Although the postoperative integrity of the IS–OS junction layer is considered to be one of the most important predicting factors for visual success, the findings in the ELMc/IS–OSd group demonstrated that visual acuity could still improve even in those eyes that showed IS–OS discontinuity at 6 weeks and had a persistent IS–OS discontinuity at 6 months (48.3% of the eyes in ELMc/IS–OSd group), while their ELM layer was restored. There was no difference between the eyes with restored IS–OS and the eyes with disrupted IS–OS at 6 months in the ELMc/IS–OSd group (P=0.53).

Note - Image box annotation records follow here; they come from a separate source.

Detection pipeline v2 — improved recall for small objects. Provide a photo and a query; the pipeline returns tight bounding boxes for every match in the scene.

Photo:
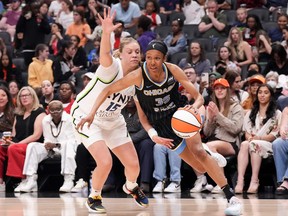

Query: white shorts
[74,116,132,149]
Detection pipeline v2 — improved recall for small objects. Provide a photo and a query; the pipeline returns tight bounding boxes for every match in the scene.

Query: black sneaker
[123,184,149,208]
[85,196,106,214]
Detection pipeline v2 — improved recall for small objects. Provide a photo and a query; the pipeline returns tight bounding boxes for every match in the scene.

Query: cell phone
[201,72,209,88]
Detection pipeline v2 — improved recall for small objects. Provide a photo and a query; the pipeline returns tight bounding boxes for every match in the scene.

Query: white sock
[125,180,138,190]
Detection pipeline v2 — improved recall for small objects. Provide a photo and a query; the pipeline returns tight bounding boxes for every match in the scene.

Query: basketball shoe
[85,195,106,214]
[123,184,149,208]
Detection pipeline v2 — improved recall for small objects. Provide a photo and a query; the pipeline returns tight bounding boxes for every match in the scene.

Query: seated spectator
[272,107,288,195]
[224,27,253,67]
[52,41,80,89]
[243,14,263,47]
[268,14,288,43]
[252,30,272,62]
[143,0,162,31]
[136,15,156,60]
[0,86,46,192]
[182,0,205,25]
[70,35,87,70]
[198,0,227,38]
[191,78,244,193]
[39,80,58,110]
[20,100,77,192]
[28,44,54,89]
[224,70,249,104]
[263,44,288,76]
[235,84,281,193]
[232,8,248,31]
[0,0,22,42]
[178,41,210,77]
[66,9,91,47]
[111,0,141,29]
[158,0,181,14]
[0,86,14,192]
[0,54,23,86]
[241,74,266,111]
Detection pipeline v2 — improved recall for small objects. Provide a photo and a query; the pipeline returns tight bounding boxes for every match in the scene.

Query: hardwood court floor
[0,193,288,216]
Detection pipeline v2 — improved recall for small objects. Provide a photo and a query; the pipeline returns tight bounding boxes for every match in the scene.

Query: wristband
[148,128,158,140]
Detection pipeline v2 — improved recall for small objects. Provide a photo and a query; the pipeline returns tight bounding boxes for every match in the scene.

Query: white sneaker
[71,178,88,193]
[202,144,227,167]
[211,185,223,194]
[164,182,181,193]
[224,196,242,215]
[0,182,6,192]
[59,174,74,193]
[152,181,164,193]
[14,178,27,193]
[190,175,213,193]
[20,174,38,193]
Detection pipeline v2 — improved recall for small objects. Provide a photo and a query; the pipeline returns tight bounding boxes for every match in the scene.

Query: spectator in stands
[237,0,266,9]
[111,0,141,29]
[182,0,205,25]
[20,100,77,192]
[164,18,187,59]
[224,70,249,104]
[0,0,22,42]
[241,74,266,110]
[158,0,181,14]
[0,86,14,192]
[56,0,74,29]
[0,86,46,192]
[178,41,210,77]
[122,98,155,192]
[0,54,23,85]
[272,107,288,195]
[198,0,227,38]
[16,3,50,66]
[66,9,91,47]
[235,84,281,193]
[52,41,80,89]
[263,44,288,76]
[143,0,162,31]
[232,7,248,31]
[268,14,288,42]
[8,81,20,107]
[39,80,58,113]
[281,25,288,58]
[192,78,244,193]
[70,35,87,70]
[224,27,253,67]
[243,14,263,47]
[136,15,157,60]
[28,44,54,89]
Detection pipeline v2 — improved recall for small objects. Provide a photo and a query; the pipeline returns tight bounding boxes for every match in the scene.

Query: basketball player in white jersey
[71,9,148,213]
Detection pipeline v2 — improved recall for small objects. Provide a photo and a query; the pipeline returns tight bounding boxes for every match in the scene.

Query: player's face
[146,50,165,72]
[120,42,141,69]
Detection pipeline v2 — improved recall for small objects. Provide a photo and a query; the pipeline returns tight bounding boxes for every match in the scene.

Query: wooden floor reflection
[0,193,288,216]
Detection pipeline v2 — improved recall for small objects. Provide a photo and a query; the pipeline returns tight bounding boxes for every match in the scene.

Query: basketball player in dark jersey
[77,40,242,215]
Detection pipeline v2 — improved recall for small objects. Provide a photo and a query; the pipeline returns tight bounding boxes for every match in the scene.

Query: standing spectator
[66,9,91,47]
[235,84,281,193]
[20,101,77,192]
[198,0,227,38]
[28,44,54,89]
[111,0,141,29]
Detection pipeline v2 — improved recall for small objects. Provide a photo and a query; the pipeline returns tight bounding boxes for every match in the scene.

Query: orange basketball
[171,108,202,139]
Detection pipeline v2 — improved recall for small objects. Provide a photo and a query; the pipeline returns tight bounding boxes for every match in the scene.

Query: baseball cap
[248,74,266,84]
[213,78,230,88]
[81,72,94,79]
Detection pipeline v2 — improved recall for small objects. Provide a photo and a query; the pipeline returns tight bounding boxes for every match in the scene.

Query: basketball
[171,108,202,139]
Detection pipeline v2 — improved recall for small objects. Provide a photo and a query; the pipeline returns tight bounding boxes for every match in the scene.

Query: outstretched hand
[97,7,122,34]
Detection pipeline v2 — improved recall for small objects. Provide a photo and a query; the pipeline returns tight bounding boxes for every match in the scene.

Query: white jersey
[71,58,135,121]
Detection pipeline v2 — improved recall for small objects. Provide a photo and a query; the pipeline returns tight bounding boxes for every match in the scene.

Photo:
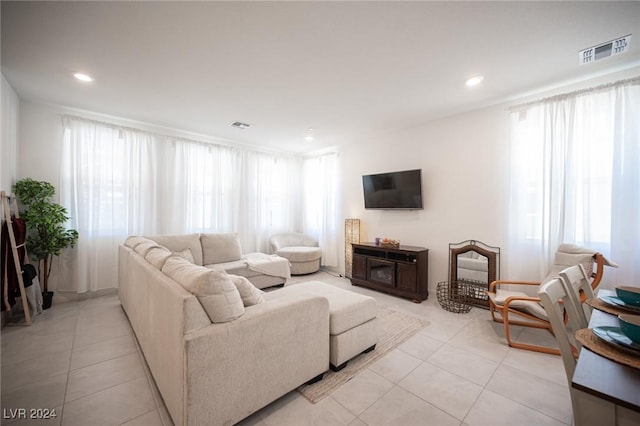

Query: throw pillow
[162,256,244,323]
[229,274,264,307]
[133,241,161,257]
[124,235,153,249]
[173,249,196,263]
[144,247,171,269]
[200,234,242,265]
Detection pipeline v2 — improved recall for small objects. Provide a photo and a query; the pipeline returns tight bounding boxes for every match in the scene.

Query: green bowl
[616,286,640,306]
[618,314,640,344]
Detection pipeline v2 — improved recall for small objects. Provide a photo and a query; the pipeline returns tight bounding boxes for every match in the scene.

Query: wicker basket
[436,281,472,314]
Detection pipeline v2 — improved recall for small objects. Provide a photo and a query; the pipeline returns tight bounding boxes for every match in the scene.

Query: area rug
[298,308,429,404]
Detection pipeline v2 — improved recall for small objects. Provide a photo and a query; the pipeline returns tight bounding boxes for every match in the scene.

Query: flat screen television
[362,169,423,210]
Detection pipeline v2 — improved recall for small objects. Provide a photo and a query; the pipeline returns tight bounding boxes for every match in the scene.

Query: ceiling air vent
[229,121,251,129]
[578,34,631,65]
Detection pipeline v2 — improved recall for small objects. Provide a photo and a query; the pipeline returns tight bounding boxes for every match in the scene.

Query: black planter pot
[42,291,53,309]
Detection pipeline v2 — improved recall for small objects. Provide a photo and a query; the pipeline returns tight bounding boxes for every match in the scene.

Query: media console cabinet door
[397,262,418,293]
[351,254,367,280]
[351,243,429,303]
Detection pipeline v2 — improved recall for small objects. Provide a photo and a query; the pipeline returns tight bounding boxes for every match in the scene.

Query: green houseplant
[13,178,78,309]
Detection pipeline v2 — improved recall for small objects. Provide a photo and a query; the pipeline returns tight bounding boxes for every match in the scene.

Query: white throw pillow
[162,256,244,323]
[144,247,171,269]
[173,249,196,263]
[133,241,162,257]
[200,234,242,265]
[229,274,264,307]
[124,235,153,249]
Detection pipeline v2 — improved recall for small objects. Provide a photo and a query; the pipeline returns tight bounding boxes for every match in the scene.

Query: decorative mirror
[449,240,500,308]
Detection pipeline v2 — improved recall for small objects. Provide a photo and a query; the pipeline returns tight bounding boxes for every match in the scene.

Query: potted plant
[13,178,78,309]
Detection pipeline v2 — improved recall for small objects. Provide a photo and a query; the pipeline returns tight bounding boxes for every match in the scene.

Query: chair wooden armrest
[503,296,540,309]
[489,280,540,293]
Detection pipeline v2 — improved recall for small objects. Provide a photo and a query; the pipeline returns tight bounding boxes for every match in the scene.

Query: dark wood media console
[351,243,429,303]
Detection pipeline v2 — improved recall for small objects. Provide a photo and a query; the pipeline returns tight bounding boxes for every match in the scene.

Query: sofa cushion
[133,241,160,257]
[276,246,322,262]
[200,234,242,265]
[144,247,171,269]
[229,275,264,307]
[162,256,244,323]
[124,235,152,249]
[173,249,196,263]
[149,234,203,265]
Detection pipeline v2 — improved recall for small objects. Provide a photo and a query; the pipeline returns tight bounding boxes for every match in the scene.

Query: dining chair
[538,278,580,413]
[560,265,595,328]
[487,244,617,355]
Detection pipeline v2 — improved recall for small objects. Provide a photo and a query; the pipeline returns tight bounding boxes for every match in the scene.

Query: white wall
[0,75,20,193]
[16,67,640,297]
[340,107,509,297]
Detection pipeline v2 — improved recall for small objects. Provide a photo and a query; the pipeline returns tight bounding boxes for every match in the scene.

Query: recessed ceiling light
[304,127,316,142]
[73,72,93,83]
[464,75,484,87]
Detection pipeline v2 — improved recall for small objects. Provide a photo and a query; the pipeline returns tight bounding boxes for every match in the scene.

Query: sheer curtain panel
[302,153,342,266]
[58,116,302,293]
[508,78,640,286]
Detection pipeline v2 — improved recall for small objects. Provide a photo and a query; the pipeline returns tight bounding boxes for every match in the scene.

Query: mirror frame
[449,240,500,308]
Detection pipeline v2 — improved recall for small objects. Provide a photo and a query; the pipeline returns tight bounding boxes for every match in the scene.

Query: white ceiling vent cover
[229,121,251,129]
[578,34,631,65]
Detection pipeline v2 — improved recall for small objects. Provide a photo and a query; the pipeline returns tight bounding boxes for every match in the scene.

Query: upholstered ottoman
[265,281,378,371]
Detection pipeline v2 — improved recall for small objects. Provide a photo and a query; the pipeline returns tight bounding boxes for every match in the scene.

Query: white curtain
[508,78,640,286]
[57,116,301,292]
[302,153,341,267]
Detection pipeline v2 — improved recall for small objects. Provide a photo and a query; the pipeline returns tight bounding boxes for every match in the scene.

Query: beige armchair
[487,244,617,355]
[269,232,322,275]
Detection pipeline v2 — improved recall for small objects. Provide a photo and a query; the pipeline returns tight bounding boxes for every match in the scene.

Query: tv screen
[362,169,423,209]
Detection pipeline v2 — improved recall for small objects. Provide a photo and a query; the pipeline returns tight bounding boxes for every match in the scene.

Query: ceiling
[0,1,640,153]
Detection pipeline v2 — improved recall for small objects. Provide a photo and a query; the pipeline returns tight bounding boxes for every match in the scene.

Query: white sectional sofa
[118,234,330,426]
[147,233,291,288]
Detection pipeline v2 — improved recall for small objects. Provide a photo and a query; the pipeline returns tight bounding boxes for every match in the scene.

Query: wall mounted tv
[362,169,423,210]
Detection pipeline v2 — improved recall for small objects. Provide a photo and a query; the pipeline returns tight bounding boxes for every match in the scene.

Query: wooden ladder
[1,191,31,325]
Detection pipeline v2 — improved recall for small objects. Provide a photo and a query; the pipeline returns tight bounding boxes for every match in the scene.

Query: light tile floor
[1,272,571,426]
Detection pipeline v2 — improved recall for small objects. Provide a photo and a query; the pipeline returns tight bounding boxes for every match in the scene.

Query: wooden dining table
[571,289,640,425]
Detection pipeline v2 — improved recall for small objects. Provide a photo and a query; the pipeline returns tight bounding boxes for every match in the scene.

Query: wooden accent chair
[538,278,586,417]
[487,244,617,355]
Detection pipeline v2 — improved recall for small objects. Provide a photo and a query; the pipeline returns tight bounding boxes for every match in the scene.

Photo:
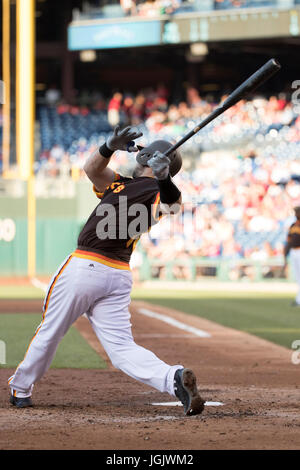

The relationship of defects of the IS–OS layer with visual acuity appears to be a bit more complex. In eyes with closed MHs, the size of the IS–OS disruption was not correlated with visual acuity.30 In spontaneously closed MHs, visual acuity improved after MH closure, even though a residual defect in the photoreceptor IS–OS junction layer was still present.31

Other factors that could serve as prognostic factors for postoperative visual outcome have been investigated. Some previous reports demonstrated significant correlations of age, preoperative visual acuity, MH size, and central foveal thickness with postoperative visual outcome,32, 33, 34, 35, 36 whereas other series showed contradictory findings.2, 22 A possible reason for these discrepancies may be related to the ELM's potential to recuperate. For example, eyes with larger MH diameters provided a more difficult environment for glial cells to approximate MH margins and rebuild the ELM and IS–OS layer. The findings of this study suggest that early postoperative status of the ELM is an important indicator of postoperative visual outcome. Eyes with discontinuous ELM showed significantly lower BCVA at 6 months and worse BCVA improvement of ≥2 lines, compared with the eyes with restored ELM. The ILM peeling technique may also be a factor that can affect the anatomic and visual outcomes. ILM peeling has a long learning curve and the competence can vary between surgeons. Using a diamond-dusted silicone brush for elevation of the edge of the ILM may cause less surgical trauma to the retina than using an intraocular forceps or a barbed MVR blade; however, the latter instruments may provide a better edge for peeling. Limitations of the current study include its retrospective, non-randomized design, relatively small sample size, and relatively short follow-up period of 6 months. It has been shown elsewhere that as much as 1 year or more may elapse before a normal foveal contour is restored.23 An additional limitation of the present paper is the lack of data regarding postoperative lens status and cataract extraction surgeries.

In conclusion, the integrity of the ELM appears to be an essential ingredient for the eventual restoration of the IS–OS layer and achievement of a favorable visual outcome following MH repair. These findings suggest that further investigation, using a prospective design of a larger patient population with longer follow-up, may be warranted.